The earliest homes are also characterized by separate garages set back on the property; later garages tended to be attached to the houses with the same front setback. Small casement windows on either side of the fireplace were typical in the 1920's and '30's, as were double-hung windows with three panes set over a single pane. Look for hand-made Spanish roof tiles or colorful Ludewici tiles.
Nob Hill, the hill south of Central was named by entrepreneur and adventurer D.B.K. Sellars to give cachet to his real estate venture. Sellars is that figure with his dog standing on a naked hilltop near the Nob Hill sign in that oft-seen photo. The photo was actually taken for him and sent out as his New Year's greeting for the year 1937.
One of the more unique homes on the hill is the "Water Tower House," designed by William Burk Jr. in 1937 around a water tower built in 1916. The two quadrants south of Central were named the University Heights and Granada Heights additions.

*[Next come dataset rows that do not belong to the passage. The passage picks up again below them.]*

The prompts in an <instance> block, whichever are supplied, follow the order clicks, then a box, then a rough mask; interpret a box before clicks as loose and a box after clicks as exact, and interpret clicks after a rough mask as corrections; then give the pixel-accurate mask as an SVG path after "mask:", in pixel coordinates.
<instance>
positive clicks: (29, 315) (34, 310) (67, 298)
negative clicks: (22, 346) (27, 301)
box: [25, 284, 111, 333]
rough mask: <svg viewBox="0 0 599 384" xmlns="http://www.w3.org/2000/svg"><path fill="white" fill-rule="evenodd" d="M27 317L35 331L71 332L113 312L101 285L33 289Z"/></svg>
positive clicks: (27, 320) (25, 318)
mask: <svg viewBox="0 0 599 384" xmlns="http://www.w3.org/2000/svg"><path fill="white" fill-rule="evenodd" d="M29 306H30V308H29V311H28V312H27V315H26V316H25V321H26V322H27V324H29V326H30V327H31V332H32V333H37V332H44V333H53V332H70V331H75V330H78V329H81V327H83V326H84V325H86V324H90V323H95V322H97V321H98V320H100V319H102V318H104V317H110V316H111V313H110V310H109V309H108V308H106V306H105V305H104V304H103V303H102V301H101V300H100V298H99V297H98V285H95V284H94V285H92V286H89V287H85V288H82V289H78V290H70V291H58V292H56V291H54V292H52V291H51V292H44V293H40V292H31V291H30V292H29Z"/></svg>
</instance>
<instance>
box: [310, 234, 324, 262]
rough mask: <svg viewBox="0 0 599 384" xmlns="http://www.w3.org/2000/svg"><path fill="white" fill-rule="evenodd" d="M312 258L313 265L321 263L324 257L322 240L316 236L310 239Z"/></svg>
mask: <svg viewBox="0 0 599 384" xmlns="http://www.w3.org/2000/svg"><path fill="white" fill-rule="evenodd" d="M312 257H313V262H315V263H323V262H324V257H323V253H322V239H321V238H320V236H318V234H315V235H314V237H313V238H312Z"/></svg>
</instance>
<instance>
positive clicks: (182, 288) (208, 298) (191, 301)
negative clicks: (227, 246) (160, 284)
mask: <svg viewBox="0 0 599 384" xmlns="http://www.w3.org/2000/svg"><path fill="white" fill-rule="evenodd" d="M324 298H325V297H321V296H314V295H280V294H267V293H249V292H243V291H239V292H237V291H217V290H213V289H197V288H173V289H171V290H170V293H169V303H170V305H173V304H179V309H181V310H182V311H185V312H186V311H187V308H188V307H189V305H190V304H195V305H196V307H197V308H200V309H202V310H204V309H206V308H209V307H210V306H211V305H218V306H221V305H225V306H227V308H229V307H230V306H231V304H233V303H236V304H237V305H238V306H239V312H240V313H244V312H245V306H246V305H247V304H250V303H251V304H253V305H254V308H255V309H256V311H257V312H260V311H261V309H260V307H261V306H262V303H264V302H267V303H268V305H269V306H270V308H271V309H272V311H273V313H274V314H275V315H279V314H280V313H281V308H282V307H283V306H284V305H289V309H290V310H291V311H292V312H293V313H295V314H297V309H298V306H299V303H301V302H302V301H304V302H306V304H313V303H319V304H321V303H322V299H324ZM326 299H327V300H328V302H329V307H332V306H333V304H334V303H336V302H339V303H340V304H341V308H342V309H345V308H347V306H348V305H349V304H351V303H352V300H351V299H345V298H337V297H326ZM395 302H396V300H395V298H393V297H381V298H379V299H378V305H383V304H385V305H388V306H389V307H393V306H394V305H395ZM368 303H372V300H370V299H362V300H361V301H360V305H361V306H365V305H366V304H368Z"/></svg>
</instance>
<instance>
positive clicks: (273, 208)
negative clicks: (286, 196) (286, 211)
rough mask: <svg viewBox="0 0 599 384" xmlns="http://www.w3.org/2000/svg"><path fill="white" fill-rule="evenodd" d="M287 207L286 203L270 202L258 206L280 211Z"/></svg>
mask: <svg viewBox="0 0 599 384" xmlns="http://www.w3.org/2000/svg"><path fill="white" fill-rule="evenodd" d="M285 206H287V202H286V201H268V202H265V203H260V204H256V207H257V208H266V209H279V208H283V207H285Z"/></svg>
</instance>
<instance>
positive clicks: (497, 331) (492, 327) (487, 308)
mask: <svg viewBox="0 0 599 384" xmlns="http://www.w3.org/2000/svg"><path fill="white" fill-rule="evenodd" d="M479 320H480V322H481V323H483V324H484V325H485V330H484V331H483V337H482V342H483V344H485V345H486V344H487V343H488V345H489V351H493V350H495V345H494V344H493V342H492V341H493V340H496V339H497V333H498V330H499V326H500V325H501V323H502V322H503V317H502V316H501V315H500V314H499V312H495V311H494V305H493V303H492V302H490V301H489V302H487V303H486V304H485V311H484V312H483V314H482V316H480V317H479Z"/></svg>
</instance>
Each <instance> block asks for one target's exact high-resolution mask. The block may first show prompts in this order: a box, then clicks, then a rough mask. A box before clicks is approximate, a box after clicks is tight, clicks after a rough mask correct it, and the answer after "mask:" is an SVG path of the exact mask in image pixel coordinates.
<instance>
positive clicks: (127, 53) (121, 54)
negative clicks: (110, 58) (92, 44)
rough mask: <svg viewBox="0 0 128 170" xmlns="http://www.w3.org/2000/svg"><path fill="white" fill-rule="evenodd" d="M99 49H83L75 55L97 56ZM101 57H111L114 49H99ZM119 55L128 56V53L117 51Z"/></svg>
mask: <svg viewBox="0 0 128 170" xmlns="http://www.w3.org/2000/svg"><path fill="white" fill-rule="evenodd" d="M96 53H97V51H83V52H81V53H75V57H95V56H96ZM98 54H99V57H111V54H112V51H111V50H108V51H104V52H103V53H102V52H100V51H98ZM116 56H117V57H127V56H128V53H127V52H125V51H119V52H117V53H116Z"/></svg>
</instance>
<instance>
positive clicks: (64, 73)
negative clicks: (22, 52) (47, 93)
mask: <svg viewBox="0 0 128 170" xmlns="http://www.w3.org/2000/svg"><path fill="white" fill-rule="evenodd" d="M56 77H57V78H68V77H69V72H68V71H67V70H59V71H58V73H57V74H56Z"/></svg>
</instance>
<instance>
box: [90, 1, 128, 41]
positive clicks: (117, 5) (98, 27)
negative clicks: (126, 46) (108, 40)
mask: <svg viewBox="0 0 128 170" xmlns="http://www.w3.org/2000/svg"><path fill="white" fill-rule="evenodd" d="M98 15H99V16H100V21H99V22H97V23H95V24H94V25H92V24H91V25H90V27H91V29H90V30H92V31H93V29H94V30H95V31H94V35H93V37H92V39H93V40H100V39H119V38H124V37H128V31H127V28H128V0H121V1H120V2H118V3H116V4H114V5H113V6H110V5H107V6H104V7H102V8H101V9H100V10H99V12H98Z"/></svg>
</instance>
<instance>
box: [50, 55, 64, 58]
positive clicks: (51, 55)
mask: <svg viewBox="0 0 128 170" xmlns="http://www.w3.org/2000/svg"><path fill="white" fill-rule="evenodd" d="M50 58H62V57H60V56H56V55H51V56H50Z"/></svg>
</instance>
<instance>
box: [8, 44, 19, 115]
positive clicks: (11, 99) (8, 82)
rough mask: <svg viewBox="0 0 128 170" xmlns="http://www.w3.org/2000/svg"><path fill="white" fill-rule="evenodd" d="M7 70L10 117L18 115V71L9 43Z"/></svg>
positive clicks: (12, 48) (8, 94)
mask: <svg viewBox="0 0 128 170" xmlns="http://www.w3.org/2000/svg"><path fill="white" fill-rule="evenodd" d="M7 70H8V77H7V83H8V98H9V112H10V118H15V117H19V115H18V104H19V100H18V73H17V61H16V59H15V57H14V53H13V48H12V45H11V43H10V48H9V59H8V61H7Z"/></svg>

The Granada Heights plat, Silver to Garfield/Carlisle to Morningside, filed in 1925, is where homes of a somewhat larger size prevailed. Of note is the "Kelvinator House" on Hermosa SE, built in 1938 in Streamline Moderne style as a "Machine for Living" with all-electric appliances. William Burk Jr's design evokes the 1939 World's Fair and was meant to demonstrate that "modern" need not be expensive.